Chuck Norris has written an article about how great Tim Tebow is. I hate to say it, but beneath all the hyperbole and cliches about “clutchness”, he has something of a point, even if he has a much higher opinion of Tebow than I do. I don’t think he’ll ever be a really great player, but he deserves more of a chance than he’s getting. I wish Buffalo had signed him and spent their first round pick on a defensive player instead.
I really can’t figure out the weird reluctance by teams to take Tebow. It’s not that Tebow doesn’t have his flaws, but rather that teams are willing to gamble so much more to get potentially so much less. E.J. Manuel may end up being the next J.P. Losman, whereas Tebow at least has won a playoff game, which is more than can be said for Rob Johnson, whom Buffalo once anointed their starter for no apparent reason, or Ryan Fitzpatrick, or any of the other placeholders they’ve had these past thirteen years.
It’s not just Buffalo, though; nobody wants Tebow. If teams were generally very conservative, this might make sense, but they aren’t. They gamble on worse odds all the time. Heck, Geno Smith, who signaled the end for Tebow time in New York, has “bust” written all over him in giant, neon green letters. (B! U! S! T! Bust! Bust! Bust!)
People keep passing this off by saying “well, teams don’t want the attention he brings.” Of course they do! They’re pro football teams! The reason they exist is to get attention, and thus money. “Well, Tebow has this zealous fan base, led by people like Chuck Norris,” you say. Yeah, he does. So what? All pro football teams aim to fill their stadia with zealous fanbases each week, and it doesn’t seem to bother them then.

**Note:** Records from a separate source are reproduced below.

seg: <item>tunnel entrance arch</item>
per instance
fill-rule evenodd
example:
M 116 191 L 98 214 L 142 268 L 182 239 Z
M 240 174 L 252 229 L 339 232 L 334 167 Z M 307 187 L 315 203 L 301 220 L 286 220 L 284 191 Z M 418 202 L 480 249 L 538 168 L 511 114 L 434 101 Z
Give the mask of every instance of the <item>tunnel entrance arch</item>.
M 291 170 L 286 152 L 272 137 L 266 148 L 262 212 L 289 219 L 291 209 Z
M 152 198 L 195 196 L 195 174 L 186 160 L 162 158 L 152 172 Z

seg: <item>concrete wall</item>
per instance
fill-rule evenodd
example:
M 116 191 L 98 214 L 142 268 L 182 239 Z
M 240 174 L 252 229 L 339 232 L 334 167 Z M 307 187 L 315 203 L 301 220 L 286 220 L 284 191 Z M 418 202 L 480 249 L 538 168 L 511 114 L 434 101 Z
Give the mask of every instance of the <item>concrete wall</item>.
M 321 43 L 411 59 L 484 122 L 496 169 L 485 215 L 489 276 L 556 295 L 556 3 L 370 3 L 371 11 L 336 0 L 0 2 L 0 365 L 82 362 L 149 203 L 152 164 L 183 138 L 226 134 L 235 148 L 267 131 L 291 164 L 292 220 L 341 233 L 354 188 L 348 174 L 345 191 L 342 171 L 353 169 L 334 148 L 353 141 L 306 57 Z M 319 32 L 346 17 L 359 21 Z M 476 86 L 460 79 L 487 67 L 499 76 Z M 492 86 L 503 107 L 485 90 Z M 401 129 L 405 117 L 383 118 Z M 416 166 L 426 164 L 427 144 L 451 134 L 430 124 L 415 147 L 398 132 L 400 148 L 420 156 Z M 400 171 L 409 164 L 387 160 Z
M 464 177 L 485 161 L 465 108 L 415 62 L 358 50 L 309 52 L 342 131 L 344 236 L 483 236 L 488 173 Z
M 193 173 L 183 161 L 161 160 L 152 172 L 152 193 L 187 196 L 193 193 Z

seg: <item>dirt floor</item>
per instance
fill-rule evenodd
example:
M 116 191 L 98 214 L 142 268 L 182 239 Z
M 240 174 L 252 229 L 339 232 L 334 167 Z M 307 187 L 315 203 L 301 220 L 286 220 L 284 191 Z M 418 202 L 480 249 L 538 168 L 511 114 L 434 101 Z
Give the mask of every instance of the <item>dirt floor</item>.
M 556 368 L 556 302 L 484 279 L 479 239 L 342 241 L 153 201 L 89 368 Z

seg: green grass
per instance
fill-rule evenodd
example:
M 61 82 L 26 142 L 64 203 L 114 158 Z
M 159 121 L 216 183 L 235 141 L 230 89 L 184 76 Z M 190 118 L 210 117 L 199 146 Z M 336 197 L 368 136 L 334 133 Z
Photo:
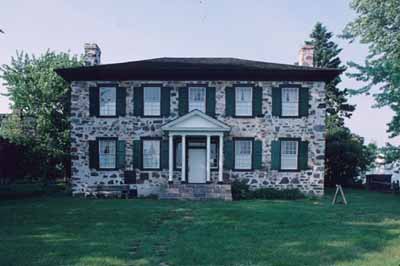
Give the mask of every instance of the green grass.
M 0 265 L 395 265 L 400 197 L 0 202 Z M 162 264 L 161 264 L 162 265 Z

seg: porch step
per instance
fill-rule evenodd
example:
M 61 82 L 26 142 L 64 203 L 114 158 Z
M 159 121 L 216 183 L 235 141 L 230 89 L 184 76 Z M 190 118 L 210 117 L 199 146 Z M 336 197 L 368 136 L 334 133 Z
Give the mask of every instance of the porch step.
M 159 195 L 160 199 L 232 200 L 229 184 L 168 184 Z

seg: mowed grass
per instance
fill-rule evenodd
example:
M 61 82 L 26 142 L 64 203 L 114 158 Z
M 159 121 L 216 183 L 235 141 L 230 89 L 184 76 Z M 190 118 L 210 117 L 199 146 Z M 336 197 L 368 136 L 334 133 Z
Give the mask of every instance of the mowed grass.
M 400 196 L 0 202 L 0 265 L 395 265 Z

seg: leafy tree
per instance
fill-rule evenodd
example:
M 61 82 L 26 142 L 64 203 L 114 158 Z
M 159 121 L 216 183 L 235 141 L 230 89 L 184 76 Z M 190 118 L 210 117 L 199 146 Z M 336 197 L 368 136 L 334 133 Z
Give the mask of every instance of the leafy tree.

Tebow’s fans say he’s being discriminated against due to his religion. Seems unlikely. Most football players are Christians. Kurt Warner was an outspoken Christian, like Tebow, and teams were quite willing to give him a chance, even when his play was very inconsistent.

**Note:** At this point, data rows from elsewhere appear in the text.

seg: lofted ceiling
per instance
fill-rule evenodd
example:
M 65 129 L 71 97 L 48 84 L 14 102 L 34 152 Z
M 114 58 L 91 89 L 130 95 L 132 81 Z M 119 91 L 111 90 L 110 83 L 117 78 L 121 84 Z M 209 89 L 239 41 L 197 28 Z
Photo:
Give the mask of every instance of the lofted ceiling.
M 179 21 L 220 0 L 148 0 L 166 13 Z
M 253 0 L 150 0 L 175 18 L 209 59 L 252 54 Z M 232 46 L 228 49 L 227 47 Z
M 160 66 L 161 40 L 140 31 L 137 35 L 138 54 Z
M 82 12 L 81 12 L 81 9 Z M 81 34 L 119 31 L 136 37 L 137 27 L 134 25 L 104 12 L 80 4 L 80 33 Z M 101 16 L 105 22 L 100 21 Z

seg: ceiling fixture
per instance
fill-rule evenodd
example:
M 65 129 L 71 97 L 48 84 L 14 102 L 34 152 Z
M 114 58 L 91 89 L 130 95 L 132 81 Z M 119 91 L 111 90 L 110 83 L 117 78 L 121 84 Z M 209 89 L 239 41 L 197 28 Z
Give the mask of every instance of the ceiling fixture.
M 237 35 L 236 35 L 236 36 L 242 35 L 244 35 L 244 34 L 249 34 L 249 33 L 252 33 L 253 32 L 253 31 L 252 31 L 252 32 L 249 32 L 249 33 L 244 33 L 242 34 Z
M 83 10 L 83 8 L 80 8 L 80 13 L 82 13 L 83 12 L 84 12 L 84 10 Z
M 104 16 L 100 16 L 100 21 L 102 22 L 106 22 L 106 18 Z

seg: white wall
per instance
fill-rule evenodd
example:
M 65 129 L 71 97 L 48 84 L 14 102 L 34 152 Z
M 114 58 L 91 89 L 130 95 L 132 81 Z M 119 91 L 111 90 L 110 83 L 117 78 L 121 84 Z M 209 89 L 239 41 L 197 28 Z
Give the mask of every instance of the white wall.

So, we come inevitably back to his bad mechanics. Well, no one can deny his throwing motion is terrible. But, even so, the Pittsburgh defense could not stop him in a playoff game. It may be bad, but it was good enough to win that day.
Can Tebow be a championship-winning quarterback? No; it’s very unlikely, unless he travels back in time and signs with the ’85 Bears. But can he get a team into the playoffs? Yes–he already has done it once. Can he make a team relevant again? Yes, even if he plays poorly, he will still attract attention. That’s why perennially bad teams, like Buffalo, Cleveland and, as Norris mentioned, Jacksonville would be wise to get him.